Truly local topological dynamics of driven defects in Chern insulator

TL;DR

This paper introduces a local, physically interpretable framework for understanding the dynamics of topological markers in driven defects of Chern insulators, enabling better control and measurement of topological inhomogeneities.

Contribution

It develops a new local equations of motion for topological markers, applicable to interacting systems, and provides a physical response-based perspective on their evolution.

Findings

Markers obey a lattice continuity equation.

The formalism is measurement-friendly and does not rely on single-particle states.

Applicable to interacting topological systems.

Abstract

Robust zero modes supported by defects is one of the key features of topological matter. Its presence renders a system topologically inhomegeneuous, thus having no well-defined global topological invariant.

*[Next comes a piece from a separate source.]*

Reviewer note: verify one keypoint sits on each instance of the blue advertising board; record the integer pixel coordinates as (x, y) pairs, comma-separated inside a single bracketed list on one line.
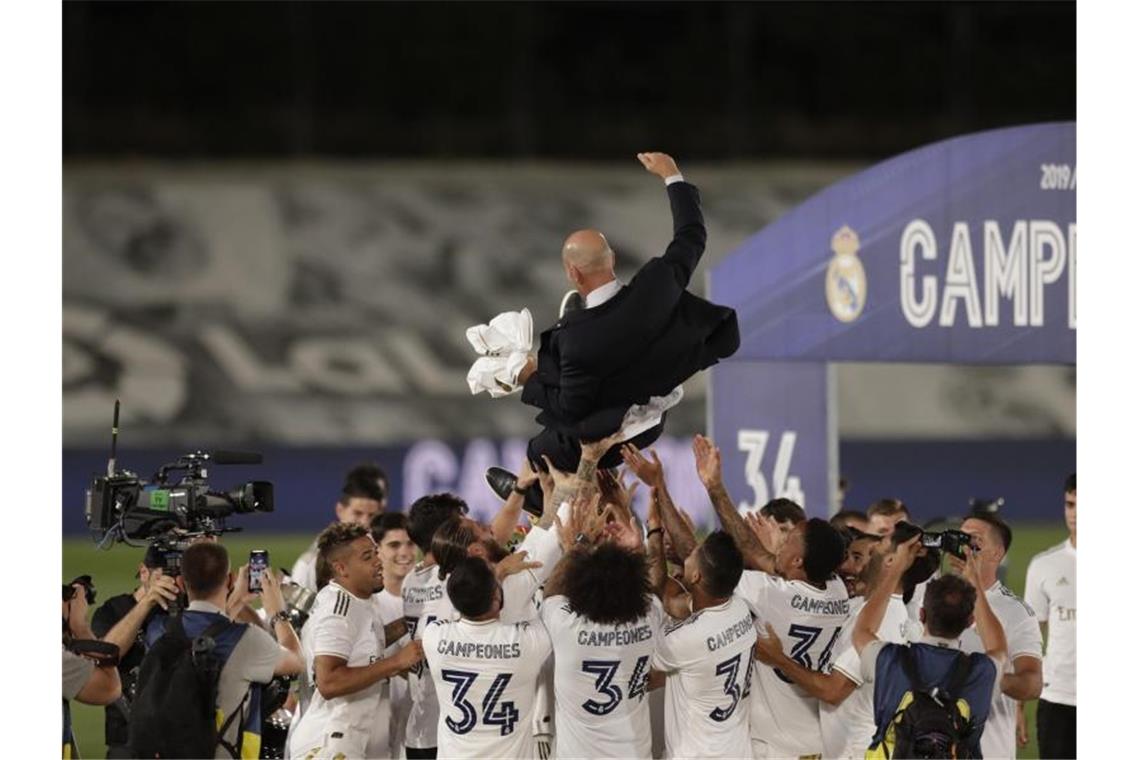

The quantities labeling different areas of the sample according to their topological state were dubbed local topological markers. Here we study their dynamics and the possibility to control their distribution over the sample. We suggest a new perspective on the evolution of local markers. It gives a clear physical description of the markers evolution in terms of response functions and the ease of measurement. Furthermore, new markers' equations of motion are truly local, being ensured that the current of the marker exists and obeys the lattice continuity equation. The formalism presented does not rely on the single-particle quantities therefore might be extended to interacting systems.